Sex jokes
I'm glad I'm not a pornstar... that would be pretty sucky.
Q: What's the best thing about fucking 28 year olds?
A: There's 20 of them.
My mother was suffering from menstrual pain. So I fucked her for 7 hours to ease her pain. I continued to do so for the next 6 days. Even after fucking her 51 times during her 7-day period, I fucked her 5-6 times a day for the next three months and stopped her period for 9 months! Only her son can understand and ease the pain of a mother.
British MP Sally Ann Hart has filed for divorce citing sexual unfulfillment.
Her husband couldn't fuck her the way her stupidity could.
What is the difference between paying $50.00 to receive an anonymous blow job from a physically challenged gay white male who is also a sex worker at a glory hole and paying $175.00 to receive an anonymous blow job from an able-bodied bisexual white female who is also a sex worker at a glory hole?
If you give $50.00 to receive an anonymous blow job from a physically challenged gay white male who is also a sex worker at a glory hole you are saving yourself $125.00. 💸😁
When is rape normal?
When it's called an unplanned pregnancy.
I hated church growing up as a child. It was always standing, kneeling, sitting, standing, kneeling, sitting. I wish the priest would just pick a position and f*** me!
A man is meeting a client in Japan, but arrives a day early. When night hit, he went out with a prostitute. They're having sex, but the prostitute kept shouting "Fuji, Fuji, Fuji!", so the man thinks he's doing a good job. The next day, the man meets his client and they go golfing, and the client gets a hole in one. The man praises him by going "Fuji, Fuji, Fuji!". His client turns around confused and says, "What do you mean wrong hole!?"
What's the difference between apples and dead babies?
I don't ejaculate on apples before I eat them.
A couple were trying new things in the bedroom to spice up their marriage. The husband would blindfold the wife, put on a condom and she would guess the flavor.
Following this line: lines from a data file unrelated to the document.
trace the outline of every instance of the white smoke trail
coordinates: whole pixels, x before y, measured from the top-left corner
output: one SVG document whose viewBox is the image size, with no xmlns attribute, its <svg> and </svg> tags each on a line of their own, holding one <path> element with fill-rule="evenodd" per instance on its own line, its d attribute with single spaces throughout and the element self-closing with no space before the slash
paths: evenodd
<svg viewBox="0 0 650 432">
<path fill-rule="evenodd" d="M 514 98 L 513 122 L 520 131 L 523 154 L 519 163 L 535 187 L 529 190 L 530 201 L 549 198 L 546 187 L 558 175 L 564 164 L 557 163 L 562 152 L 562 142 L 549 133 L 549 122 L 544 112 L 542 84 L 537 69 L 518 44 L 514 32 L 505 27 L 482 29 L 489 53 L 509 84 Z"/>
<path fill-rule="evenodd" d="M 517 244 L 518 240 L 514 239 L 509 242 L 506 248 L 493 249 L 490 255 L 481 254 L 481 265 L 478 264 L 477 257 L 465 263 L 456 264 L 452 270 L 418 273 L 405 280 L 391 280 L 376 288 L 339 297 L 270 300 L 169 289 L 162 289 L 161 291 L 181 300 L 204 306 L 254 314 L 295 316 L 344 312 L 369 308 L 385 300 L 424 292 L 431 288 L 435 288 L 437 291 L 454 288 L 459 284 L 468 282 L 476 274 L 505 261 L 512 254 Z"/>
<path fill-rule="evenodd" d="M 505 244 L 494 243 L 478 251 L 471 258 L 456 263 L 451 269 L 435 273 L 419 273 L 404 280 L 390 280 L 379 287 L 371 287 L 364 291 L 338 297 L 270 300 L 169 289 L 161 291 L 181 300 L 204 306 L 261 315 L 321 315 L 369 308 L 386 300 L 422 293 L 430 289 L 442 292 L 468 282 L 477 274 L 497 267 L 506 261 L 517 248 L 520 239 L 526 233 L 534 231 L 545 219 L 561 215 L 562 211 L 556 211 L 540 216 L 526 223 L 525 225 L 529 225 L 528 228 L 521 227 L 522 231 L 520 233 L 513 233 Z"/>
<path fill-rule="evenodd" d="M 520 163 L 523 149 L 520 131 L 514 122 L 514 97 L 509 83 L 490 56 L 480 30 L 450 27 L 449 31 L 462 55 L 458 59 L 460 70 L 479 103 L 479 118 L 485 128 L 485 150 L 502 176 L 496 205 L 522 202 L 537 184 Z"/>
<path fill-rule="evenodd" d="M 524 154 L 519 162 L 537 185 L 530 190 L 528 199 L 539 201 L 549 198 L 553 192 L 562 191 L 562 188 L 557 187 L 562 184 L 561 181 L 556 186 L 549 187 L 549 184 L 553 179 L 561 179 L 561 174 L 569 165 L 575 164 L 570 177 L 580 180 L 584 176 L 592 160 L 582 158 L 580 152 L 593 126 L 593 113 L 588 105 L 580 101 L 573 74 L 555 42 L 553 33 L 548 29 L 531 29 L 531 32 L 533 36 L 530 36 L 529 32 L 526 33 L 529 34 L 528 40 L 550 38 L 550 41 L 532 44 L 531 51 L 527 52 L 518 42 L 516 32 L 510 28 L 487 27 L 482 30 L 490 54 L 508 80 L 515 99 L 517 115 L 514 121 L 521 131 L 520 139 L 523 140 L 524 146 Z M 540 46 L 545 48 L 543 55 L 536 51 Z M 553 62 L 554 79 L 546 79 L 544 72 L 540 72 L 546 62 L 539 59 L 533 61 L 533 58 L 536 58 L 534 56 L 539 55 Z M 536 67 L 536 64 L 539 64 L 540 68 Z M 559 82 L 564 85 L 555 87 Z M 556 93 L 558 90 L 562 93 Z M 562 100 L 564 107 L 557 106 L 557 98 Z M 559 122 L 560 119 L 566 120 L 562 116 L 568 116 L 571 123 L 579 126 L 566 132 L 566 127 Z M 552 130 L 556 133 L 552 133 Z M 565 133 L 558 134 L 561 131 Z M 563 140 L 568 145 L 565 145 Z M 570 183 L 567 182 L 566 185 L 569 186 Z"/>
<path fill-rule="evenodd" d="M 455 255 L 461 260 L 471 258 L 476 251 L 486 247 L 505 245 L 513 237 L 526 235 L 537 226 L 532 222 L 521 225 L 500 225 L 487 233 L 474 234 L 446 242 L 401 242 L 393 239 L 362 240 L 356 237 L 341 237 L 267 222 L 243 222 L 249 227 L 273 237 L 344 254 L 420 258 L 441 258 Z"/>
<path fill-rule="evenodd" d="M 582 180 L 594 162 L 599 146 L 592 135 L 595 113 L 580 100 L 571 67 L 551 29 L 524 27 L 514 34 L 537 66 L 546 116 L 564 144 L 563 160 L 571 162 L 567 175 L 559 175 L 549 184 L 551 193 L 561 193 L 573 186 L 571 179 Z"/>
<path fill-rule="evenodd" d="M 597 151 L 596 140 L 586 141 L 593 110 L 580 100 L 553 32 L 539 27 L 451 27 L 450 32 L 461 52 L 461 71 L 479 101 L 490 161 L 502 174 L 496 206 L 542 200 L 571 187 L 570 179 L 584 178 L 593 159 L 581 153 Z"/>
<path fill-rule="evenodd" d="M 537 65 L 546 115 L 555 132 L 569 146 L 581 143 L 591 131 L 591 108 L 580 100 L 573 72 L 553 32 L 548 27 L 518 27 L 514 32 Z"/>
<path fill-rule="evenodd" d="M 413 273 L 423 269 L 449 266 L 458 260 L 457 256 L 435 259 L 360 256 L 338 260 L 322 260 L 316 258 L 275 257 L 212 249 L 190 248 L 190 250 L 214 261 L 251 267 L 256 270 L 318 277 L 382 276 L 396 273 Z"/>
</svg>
They did this one time a night.
The first night, she put the blindfold on and he put the condom on his dick and she tasted it, she immediately knew it was strawberry. The second night, the same thing happened except it was banana. The third night, she put the blindfold on and tasted his dick and said, "Eww it tastes like cheese and onions." The husband replied, "Hang on I haven't put the condom on yet."
How is smoking similar to oral sex?
The closer to the butt you get the stronger the flavor! 🤢
His boss gave him some projects to work on, but he failed at it.
His boss told him: "You suck."
And he started sucking his boss, after he was done.
His boss told him: "You suck for life!"
XD
What’s the best part about banging twenty-eight year olds? There are twenty of them.
What did the penis say to the condom?
"Cover me, I'm going in!"
My teacher asked us what sex is. My friend, Bobby, got up and said in a loud, clear voice, "Sex is a temptation caused by a sensation, where a boy puts his location into a woman's destination to increase the population of the next generation. Do you understand my explanation, or do you need a demonstration?" The teacher shot him 23 times before she fainted.
What do you call getting gonorrhea from a disabled person?
A slow clap.
Why does no one die a virgin? Cause life fucks us all.
What's the difference between a penis and the bible? Nothing, the priest shoved them both down my throat.
What do a fat woman and bricks have in common? They both get laid by Mexicans.
I like my women the way I like my sandwiches... A little meat between their buns.